Why do I say it's exponential? Well, you have observed that the dominating factor is operations of the form x = x * x: squaring a number and then moving on. Of course because of all the monkey business not every round will involve squaring all the numbers, but that's what will dominate in making your numbers large. Imagine ten thousand rounds of just writing x = x * x, starting with an innocuous number like 2. You square 2 (2^1), then square the resulting 4 (2^2), then square the resulting 16 (2^4), then square the resulting 256 (2^8), and so on, squaring ten thousand times. That process computes 2^(2^10000): clearly exponential (in fact, superexponential, because the exponent itself grows exponentially).

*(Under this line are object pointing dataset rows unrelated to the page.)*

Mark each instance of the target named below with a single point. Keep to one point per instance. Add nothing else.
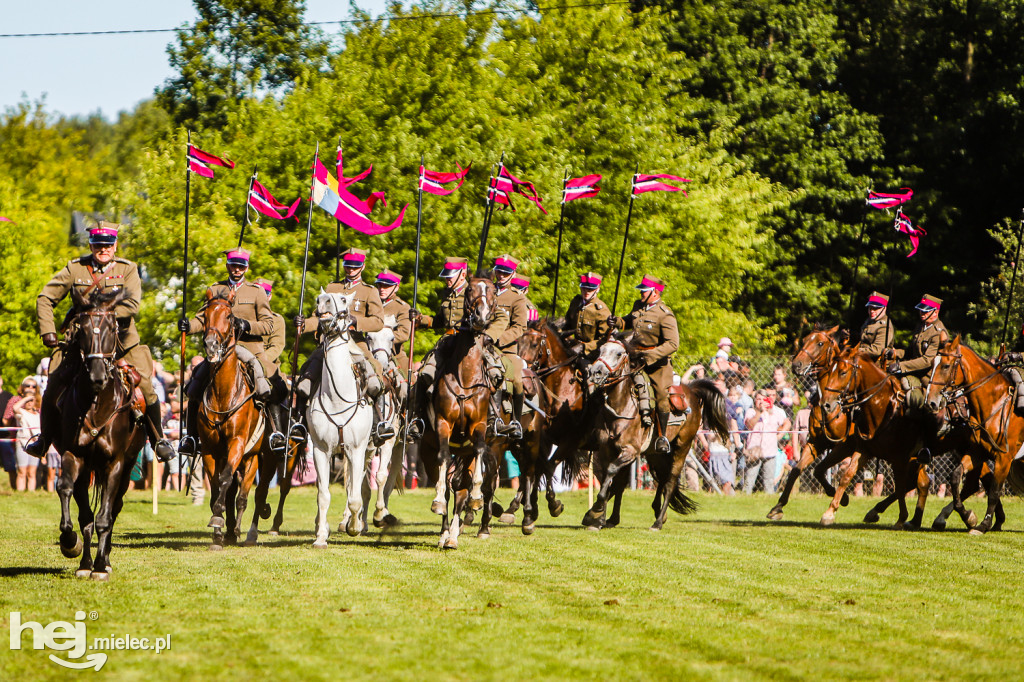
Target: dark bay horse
(232, 433)
(620, 437)
(996, 431)
(98, 437)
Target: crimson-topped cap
(454, 265)
(103, 233)
(650, 282)
(929, 303)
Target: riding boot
(662, 445)
(161, 446)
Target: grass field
(719, 595)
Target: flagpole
(626, 237)
(1013, 282)
(302, 294)
(245, 219)
(486, 217)
(558, 253)
(184, 297)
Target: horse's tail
(713, 411)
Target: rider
(103, 271)
(521, 285)
(656, 332)
(365, 314)
(253, 321)
(587, 317)
(506, 338)
(877, 334)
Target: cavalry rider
(928, 337)
(366, 315)
(521, 285)
(387, 286)
(656, 333)
(587, 316)
(100, 271)
(253, 323)
(877, 334)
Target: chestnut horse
(620, 437)
(996, 430)
(232, 433)
(98, 436)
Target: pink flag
(883, 201)
(642, 183)
(433, 181)
(200, 162)
(581, 187)
(344, 206)
(904, 226)
(261, 200)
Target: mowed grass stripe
(720, 595)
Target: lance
(302, 293)
(558, 253)
(626, 237)
(411, 401)
(245, 219)
(1013, 281)
(487, 214)
(184, 297)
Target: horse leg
(322, 462)
(71, 546)
(829, 516)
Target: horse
(958, 376)
(99, 436)
(340, 418)
(862, 406)
(462, 397)
(232, 431)
(620, 436)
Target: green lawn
(719, 595)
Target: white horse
(388, 468)
(339, 417)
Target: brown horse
(862, 406)
(960, 376)
(232, 433)
(98, 436)
(462, 398)
(620, 437)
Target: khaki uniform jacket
(75, 279)
(924, 348)
(588, 322)
(250, 304)
(451, 311)
(872, 336)
(366, 310)
(403, 325)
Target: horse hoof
(74, 551)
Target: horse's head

Why is this a problem? Well, storing the exact binary representation of a number like 2^(2^10000) in your computer's memory is simply impossible. Storing such a number's exact binary representation anywhere in the entire universe is impossible: there's not nearly enough atoms to make up all the bits. Of course, I've overestimated by assuming that each round involves squaring the number; but you can expect around 20% of the numbers to be squared each round, because the monkey who tests for divisibility by 5 throws to the monkey who squares. This is still far outside the realm of possibility.
So any approach that uses a BigInteger to store the exact representation of this number is unworkable. Fortunately, there are some easy improvements to make that will let you perform this simulation lightning fast. I don't want to give away the whole thing, since much of the fun is solving the problems yourself. Here are a few hints, spoilered individually.
You don't need the exact values themselves at the end of the process.
You don't need the exact values during the process either
All you need is to tell whether they're divisible by some primes
Isn't it rather nice they never ask you to divide by something?
Have you considered modular arithmetic?